Engraçado saber que fui lembrada e citada, anos depois, por causa de uma discussão, mas é a vida, enfim.

Uma das minhas preferidas, da Legião :

♪ "Vem depressa pra mim
que eu não sei esperar..." ♫

Dois beijos, moço. E viva o mundo de Platão. ;)

ℓυηα

Jamylle Bezerra disse...

Essas idas e vindas, esses encontros e desencontros fazem parte da vida. Eu também já passei por situações semelhantes e concordo quando você diz que a distância + tempo = falta de entrosamento!

Bom meio de semana pra vc!

MissUniversoPróprio disse...

Lembrei de "Que país é este??"

Pois é, querido, o mundo gira, e nós nos descobrimos indiferentes aos mundos alheios. Só nos resta nós e nossos umbigos. Infelizmente.

Grande beijo e obrigada por semore deixar um comentário musicado pra mim! Adoro! ;)

Eraldo Paulino disse...

Batom: é verdade que todos passamos por essa fase. Eu ainda não passei totalmente, só me esforço ao máximo pra não ser tão chato. bjs

Bené: Que honra tê-lo em minha casa, meu caro. Volte sempre! És muito bem vindo! E eu ainda amo por demais a Legião! A voz do Renato ainda é imbatível - ele apenas perdeu o posto de melhor letrista pra mim... hoje em dia considero o Arnaldo Antunes o melhor da geração oitentista.
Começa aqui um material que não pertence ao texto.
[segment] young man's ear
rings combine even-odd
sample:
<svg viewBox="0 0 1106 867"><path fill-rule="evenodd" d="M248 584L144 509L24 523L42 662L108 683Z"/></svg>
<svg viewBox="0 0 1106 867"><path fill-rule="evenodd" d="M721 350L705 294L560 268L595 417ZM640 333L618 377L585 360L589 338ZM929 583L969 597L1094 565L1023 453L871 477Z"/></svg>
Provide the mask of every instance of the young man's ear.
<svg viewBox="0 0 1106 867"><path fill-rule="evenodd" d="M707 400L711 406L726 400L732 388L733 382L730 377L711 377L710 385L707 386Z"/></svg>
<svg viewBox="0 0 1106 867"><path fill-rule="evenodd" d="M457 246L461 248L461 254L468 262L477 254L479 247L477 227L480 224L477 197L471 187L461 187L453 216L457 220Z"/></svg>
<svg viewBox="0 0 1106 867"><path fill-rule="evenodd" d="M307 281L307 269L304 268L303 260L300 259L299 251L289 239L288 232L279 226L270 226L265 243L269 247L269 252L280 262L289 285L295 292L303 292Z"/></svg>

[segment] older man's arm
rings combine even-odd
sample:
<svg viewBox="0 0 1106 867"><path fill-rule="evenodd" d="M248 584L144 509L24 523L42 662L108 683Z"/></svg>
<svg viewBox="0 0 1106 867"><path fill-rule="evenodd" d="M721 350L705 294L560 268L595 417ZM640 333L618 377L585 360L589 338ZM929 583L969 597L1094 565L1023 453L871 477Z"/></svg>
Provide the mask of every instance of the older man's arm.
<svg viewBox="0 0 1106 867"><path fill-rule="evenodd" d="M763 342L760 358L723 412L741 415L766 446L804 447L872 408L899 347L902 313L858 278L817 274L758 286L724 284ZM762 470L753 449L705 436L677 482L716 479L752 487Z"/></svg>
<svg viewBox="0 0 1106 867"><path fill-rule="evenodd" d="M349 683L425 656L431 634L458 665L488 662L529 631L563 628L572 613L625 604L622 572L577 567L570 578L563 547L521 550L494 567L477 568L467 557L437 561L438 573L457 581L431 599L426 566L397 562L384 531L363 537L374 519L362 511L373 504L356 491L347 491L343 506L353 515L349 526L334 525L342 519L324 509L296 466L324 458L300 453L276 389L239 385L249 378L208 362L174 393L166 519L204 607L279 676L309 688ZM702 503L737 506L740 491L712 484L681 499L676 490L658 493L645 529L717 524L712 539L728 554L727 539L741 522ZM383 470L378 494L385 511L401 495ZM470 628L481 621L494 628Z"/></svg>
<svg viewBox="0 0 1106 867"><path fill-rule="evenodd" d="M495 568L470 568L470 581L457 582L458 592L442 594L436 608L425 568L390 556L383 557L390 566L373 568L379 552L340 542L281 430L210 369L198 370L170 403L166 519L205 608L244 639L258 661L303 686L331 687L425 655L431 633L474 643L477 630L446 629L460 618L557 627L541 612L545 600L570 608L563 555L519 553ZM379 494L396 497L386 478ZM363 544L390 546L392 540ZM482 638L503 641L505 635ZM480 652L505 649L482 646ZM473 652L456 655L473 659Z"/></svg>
Luna: Que bom saber que você não é bixo do mato como eu rsrs

Jamylle: Entre tudo o que você falou que faz parte da vida, eu prefiro as idas e vindas.

Jay e Ale: Obrigado pelo convite. Farei o posível pra corresponder a altura.

Miss: Fico lisongeado. Mesmo.

Déia disse...

Que pena!

Eu tenho amizades de 30 anos ( não espalhe rs)
Mas realmente precisam ser alimentadas!

bj

Luna Sanchez disse...

Opa, mas quem disse que não sou? Não aposte nisso, porque eu tenho uma tendência a fugir do mundo, adoro um silêncio, adoro espaço, poder ficar quieta, "fora da área ou desligada".

Tão bom, né?

* Vim te ler de novo, gosto daqui, gosto de ti.

Beijo.

ℓυηα

Tânia Meneghelli disse...

Oi Eraldo!

Olha, também acho que grande parte das vezes a vida vai determinando rumos que nos separam de grandes amigos. Mas nem sempre é assim.

Há dois anos atrás reencontrei algumas amigas, que fizeram parte da minha infância e adolescência. Esse reencontro se deu depois de quase 30 anos e foi genial. Porque tivemos a nítida sensação de que nunca houve afastamento nenhum. Foi engraçado como retomamos tudo automaticamente. E, desde então, não nos separamos mais. Nos vemos toda semana, em reuniões pra lá de animadas (aliás, hoje tem!).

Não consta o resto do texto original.